In this model the prefilter F1 can be a lowpass filter representing the lowpass behavior of the loudspeaker's coil RL circuit. The postfilter F2 can be a highpass filter representing the highpass behavior of the loudspeaker's diaphragm. These are just two possibilities among many possible combinations of F1, F2 and H. The input-output relationship of the MVWH model is given as ([.] is operator notation):
z(n)=F2[H[F1[d(n)]]]
where the M-th order linear filter F1 is given as:

y 1 ( n ) = i = 0 M f 1 ( i ) x ( n - i )
where M is the memory of the linear filter and {f1(i),.f2(i),.i=0, 1, . . . M} are the coefficients of the linear filters. A special case in which F1=1 corresponds to the Volterra-Hammerstein model and the special case F2=1 corresponds to the Volterra-Wiener model.

Numerous ways exist to compute parameters of the linear filters and the Volterra model. Two ways to compute the parameters of the linear filters and the Volterra model are given below. The first method is a process that is fast but provides an approximate solution. Referring to FIG. 6, first, a Volterra model is fit to the loudspeaker and the Volterra kernels {Hk, k=1, 2, 3 . . . } are found using the input x(n) and output d(n). Then, the filters F1 and F2 are found such that the cascade of the two filters is the same as H1 (i.e. F1*F2=H1). As a special case, it can be assumed that the two linear filters are identical (i.e. F1=F2). Given filters F1 and F2, the input y1(n) and output y2(n) of the Volterra model in FIG. 6 are computed and a new Volterra filter with kernels {H′k, k=1, 2, 3 . . . } that matches the loudspeaker output d(n) is found. The second method uses the gradient descent algorithm to jointly optimize the parameters of the linear filters and the modified Volterra model.

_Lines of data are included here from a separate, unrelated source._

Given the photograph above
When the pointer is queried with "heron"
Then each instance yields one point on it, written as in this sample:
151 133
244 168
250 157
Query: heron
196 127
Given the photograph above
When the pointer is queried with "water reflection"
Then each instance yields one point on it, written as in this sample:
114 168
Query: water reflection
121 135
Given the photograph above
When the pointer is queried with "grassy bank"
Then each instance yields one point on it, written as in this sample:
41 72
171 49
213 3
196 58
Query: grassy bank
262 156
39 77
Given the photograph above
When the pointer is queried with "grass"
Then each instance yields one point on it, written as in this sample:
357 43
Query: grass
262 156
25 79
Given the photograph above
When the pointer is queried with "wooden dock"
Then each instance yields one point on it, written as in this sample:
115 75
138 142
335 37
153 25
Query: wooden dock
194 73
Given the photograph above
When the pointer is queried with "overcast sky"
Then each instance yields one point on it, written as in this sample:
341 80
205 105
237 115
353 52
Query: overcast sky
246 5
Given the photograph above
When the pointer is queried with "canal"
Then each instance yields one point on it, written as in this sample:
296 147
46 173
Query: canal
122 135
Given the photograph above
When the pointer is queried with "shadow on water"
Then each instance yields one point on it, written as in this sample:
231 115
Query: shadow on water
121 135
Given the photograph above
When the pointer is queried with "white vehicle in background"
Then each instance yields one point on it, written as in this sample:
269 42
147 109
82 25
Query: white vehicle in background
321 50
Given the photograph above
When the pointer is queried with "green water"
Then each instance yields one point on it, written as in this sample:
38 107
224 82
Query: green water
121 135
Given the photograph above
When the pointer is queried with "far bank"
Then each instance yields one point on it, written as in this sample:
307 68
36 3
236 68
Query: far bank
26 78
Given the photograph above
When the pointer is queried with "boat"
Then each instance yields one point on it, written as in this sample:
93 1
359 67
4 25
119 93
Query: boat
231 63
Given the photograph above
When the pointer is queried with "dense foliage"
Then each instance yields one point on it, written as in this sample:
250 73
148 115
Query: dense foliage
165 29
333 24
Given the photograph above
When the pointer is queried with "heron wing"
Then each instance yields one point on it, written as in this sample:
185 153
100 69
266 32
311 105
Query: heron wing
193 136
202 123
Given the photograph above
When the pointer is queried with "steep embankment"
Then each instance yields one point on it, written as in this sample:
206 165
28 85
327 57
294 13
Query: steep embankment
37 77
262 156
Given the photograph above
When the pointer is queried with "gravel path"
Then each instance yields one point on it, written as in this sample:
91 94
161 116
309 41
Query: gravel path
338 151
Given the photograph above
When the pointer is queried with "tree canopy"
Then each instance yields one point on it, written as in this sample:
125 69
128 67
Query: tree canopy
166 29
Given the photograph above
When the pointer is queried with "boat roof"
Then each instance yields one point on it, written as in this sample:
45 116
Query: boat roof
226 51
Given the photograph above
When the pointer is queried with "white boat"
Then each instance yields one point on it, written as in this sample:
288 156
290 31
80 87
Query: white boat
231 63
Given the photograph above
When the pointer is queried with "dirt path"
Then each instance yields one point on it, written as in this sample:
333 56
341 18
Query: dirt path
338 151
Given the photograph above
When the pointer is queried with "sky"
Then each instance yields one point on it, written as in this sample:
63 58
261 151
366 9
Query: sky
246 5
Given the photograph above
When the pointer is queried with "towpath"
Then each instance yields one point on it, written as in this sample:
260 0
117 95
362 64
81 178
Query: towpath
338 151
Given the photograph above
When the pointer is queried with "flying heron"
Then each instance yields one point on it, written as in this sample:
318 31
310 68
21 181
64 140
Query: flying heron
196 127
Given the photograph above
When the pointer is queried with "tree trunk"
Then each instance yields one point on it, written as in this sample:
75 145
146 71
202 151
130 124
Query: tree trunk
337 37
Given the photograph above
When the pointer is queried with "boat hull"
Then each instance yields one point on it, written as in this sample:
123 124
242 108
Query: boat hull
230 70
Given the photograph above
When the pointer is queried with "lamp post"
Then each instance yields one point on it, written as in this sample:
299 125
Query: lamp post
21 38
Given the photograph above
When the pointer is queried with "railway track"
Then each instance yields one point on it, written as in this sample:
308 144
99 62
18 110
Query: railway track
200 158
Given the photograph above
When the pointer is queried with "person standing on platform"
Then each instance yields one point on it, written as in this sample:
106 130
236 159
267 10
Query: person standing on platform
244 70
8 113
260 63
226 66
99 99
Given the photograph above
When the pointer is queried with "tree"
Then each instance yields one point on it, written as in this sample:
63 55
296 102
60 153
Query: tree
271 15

FIG. 7 shows an embodiment of the inverse of the MVWH model. Referring to FIG. 7, F1−1 and F2−1 are the inverses of the linear filters in FIG. 6 and H−1 is the exact inverse of the Volterra part of the MVWH model. Exact precompensation based on the Volterra model results in an unstable inverse. A key advantage of the MVWH model is that it is a cascade of linear filters and a modified Volterra model. The effect of this cascade operation is that the linear filter part from the loudspeaker model is explicitly extricated so that the remaining modified Volterra model lends itself to having an exact nonlinear inverse.

FIG. 8 is a block diagram of one embodiment of a loudspeaker system where the signal source is an analog source. Referring to FIG. 8, signal source 801 produces an analog signal. The analog signal is converted to a digital signal using an analog-to-digital (A/D) converter 802. The digital output of A/D converter 802 feeds digital precompensator 803. Precompensator 803 produces a predistorted signal that when passed through loudspeaker 805 compensates for the linear and nonlinear distortions. Precompensator 803 uses a cascade of one or more linear filters with a modified Volterra model. In one embodiment, precompensator 803 uses the MVWM model. The digital output of precompensator 803 is fed into a digital-to-analog (D/A) converter 804, which generates an analog output that drives loudspeaker 805.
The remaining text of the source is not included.